Smart Manufacturing Will Transform US Industry
Smart manufacturing—the integration of all facets of manufacturing through the use of information and communication technologies (ICT)—is set to transform the industrial sector and its use of energy, raw materials and labor over the next 20 years. A new report issued by the American Council for an Energy-Efficient Economy (ACEEE) examines energy savings opportunities in the industrial sector that are made possible by smart manufacturing.
The report, “The Energy Savings Potential of Smart Manufacturing,” is designed to show businesses leaders, utility program administrators and energy managers how to make US manufacturing more energy efficient, productive and competitive. It identifies the components of smart manufacturing, defines terms and connects those terms with the potential to manage and save energy in a new and innovative way.
By integrating devices and systems in a network empowered with predictive and anticipatory capabilities, the industrial sector will be able to realize savings from manufacturing equipment, systems, processes and facilities. These same capabilities also have the potential to simplify and automate the evaluation, measurement and validation of energy savings, which in turn will create new opportunities for firms to realize value from utility demand response and energy efficiency programs.

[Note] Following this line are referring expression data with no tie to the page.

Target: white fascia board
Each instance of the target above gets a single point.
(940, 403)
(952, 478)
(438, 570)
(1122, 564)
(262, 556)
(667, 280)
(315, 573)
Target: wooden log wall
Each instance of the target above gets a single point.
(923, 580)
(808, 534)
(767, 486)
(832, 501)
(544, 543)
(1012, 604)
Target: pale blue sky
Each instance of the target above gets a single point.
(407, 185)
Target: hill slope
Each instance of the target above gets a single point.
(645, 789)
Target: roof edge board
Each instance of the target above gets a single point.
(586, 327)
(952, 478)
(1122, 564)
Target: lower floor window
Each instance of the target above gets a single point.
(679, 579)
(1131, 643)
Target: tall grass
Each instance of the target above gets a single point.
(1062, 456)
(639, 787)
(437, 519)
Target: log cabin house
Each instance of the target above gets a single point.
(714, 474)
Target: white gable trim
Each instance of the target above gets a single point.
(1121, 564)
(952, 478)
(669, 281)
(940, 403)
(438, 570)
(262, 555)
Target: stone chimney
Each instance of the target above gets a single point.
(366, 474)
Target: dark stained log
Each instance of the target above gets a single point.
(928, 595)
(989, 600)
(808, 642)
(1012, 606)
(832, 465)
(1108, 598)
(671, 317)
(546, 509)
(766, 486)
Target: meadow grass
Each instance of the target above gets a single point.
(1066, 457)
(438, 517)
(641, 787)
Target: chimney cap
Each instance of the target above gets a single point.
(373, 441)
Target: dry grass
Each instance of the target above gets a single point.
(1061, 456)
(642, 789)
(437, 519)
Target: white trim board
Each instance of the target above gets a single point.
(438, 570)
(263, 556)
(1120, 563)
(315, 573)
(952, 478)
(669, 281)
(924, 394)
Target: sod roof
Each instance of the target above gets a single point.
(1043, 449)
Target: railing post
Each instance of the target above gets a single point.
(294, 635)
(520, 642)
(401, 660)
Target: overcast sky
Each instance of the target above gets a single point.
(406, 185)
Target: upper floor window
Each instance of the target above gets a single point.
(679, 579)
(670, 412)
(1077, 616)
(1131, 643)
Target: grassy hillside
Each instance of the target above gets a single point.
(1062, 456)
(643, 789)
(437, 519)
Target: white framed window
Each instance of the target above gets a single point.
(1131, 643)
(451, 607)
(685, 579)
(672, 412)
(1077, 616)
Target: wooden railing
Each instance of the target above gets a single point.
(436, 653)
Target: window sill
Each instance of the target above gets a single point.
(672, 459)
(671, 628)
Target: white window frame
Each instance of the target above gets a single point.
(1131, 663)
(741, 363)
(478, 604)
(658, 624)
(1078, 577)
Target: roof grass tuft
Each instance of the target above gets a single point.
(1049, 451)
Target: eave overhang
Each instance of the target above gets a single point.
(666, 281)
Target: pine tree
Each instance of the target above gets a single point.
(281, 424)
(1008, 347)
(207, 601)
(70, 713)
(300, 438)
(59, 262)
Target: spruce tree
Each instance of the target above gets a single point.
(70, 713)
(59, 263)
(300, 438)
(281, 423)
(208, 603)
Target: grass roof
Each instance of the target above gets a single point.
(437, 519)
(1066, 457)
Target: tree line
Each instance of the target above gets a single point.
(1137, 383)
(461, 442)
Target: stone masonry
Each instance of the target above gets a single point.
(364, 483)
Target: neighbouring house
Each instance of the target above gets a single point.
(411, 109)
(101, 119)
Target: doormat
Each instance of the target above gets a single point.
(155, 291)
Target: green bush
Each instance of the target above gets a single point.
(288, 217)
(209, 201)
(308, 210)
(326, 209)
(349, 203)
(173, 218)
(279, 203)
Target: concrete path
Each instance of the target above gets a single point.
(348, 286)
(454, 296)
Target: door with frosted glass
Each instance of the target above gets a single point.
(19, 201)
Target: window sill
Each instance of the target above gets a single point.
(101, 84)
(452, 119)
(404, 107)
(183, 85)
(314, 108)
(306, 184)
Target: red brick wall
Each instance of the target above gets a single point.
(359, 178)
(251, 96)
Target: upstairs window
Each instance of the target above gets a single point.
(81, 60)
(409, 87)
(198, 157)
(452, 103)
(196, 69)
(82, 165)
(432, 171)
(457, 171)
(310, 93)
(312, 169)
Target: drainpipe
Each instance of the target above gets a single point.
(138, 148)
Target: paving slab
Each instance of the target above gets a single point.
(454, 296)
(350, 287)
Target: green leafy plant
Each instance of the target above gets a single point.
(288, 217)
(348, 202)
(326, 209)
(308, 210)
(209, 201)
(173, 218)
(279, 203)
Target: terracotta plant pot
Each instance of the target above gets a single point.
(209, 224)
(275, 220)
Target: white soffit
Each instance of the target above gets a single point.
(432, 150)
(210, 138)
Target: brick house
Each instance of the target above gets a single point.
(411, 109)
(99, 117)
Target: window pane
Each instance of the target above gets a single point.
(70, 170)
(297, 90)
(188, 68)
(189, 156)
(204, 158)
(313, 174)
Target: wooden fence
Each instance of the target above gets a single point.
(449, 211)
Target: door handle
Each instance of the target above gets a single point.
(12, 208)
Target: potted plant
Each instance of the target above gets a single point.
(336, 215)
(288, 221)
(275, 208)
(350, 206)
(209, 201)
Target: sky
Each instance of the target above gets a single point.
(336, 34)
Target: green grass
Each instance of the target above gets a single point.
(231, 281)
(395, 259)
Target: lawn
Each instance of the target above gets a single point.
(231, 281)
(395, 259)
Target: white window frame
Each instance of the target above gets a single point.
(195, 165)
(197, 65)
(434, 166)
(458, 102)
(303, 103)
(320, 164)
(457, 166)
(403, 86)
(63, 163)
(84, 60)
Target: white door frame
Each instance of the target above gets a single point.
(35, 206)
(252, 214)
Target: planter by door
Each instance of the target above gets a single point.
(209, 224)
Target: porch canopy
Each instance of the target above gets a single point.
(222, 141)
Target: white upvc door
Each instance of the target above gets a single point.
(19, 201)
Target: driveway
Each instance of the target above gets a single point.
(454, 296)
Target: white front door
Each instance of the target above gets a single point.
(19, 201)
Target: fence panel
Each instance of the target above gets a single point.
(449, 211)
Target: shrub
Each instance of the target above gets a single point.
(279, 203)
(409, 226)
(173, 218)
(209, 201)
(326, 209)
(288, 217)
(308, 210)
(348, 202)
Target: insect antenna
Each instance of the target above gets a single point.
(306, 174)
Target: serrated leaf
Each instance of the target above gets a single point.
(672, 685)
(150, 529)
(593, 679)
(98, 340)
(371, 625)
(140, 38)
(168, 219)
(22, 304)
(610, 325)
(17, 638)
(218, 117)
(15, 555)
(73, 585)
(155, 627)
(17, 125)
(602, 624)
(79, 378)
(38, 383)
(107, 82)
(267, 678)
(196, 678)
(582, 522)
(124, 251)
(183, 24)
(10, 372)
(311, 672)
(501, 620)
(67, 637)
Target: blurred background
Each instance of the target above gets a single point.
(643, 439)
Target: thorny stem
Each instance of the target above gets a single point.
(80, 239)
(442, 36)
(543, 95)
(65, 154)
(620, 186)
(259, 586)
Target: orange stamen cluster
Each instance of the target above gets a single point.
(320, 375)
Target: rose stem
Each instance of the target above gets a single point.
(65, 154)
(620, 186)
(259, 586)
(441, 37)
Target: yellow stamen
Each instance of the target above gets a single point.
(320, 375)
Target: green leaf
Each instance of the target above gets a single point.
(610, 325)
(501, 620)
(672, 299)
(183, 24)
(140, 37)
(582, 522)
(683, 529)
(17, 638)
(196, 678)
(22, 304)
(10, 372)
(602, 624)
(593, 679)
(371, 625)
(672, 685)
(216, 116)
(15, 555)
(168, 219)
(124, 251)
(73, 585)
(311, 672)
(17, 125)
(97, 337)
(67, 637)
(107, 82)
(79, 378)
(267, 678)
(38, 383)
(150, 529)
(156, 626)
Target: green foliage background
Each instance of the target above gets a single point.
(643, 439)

However, before smart manufacturing can transform the industrial sector the cost must come down, ACEEE said. That will require the adoption of common communication and network protocols and standards. It will also require improved data security and appropriately trained workers who know how to develop and use smart manufacturing tools. Fortunately, industry and government are coming together in efforts to address the details and develop new frameworks that will enable easier and broader adoption of smart manufacturing.
Because smart manufacturing puts more power in businesses’ hands to reduce their costs, its widespread adoption is almost assured, ACEEE predicts. In a few decades it will transform the industrial sector and fundamentally alter the way products are manufactured. The United States will produce more and more goods for less and less energy.
The report is intended to enable more informed energy efficiency decision making in the manufacturing sector, program development in the efficiency sector and policy discussions in the utility and public sectors.